Only “The Raven” sticks to the original text, but adds a quirky lighting effect that results in towering shadows that menace both the character and the audience.

“The Cask of Amontilldo” moves the macabre story to the early ’90s, but retains the original themes of pride and revenge. “The Tell-Tale Heart” gets its point across, but with whimsy and eye-catching visuals.

The songs and dance numbers seem less effective in capturing the essence of Poe’s works, but do add variety and innovative choreography to the evening.

The most effective skits were the stories told with humor or pathos. And the most wrenching and beautiful portrayal of all was one that called for the ensemble members to manipulate an expressionless puppet.

To share any more details would be a disservice. Since Poe is familiar, the whole surprise in this show is in how director/adapter Tobin Atkinson found a new, creative way to tell the essence of each story.
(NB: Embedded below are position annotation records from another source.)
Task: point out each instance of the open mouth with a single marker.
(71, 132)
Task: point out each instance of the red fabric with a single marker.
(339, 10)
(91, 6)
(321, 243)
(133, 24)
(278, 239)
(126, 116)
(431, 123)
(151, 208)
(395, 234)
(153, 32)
The ensemble actors, Jeffrey Ingman, Rebecca Marcotte, Josh Thoemke and Raina Thornes, displayed a wide range of strengths playing diverse roles.

Some scenes were more powerful than others, but all are relatively short, so if one scene doesn’t especially speak to you, another will follow shortly.

And audience members walking out of the Rose Wagner’s Studio Theatre on opening night left with plenty of material for lively discussions.

“con-tem-POE-rary” plays at 2 p.m. Sundays, and 8 p.m. Fridays and Saturdays, through June 12. There’s also a 2 p.m. matinee on June 6. Tickets are $20, and can be purchased through or by visiting the box office at the venue, the Rose Wagner Center, 138 W. 300 South, Salt Lake City.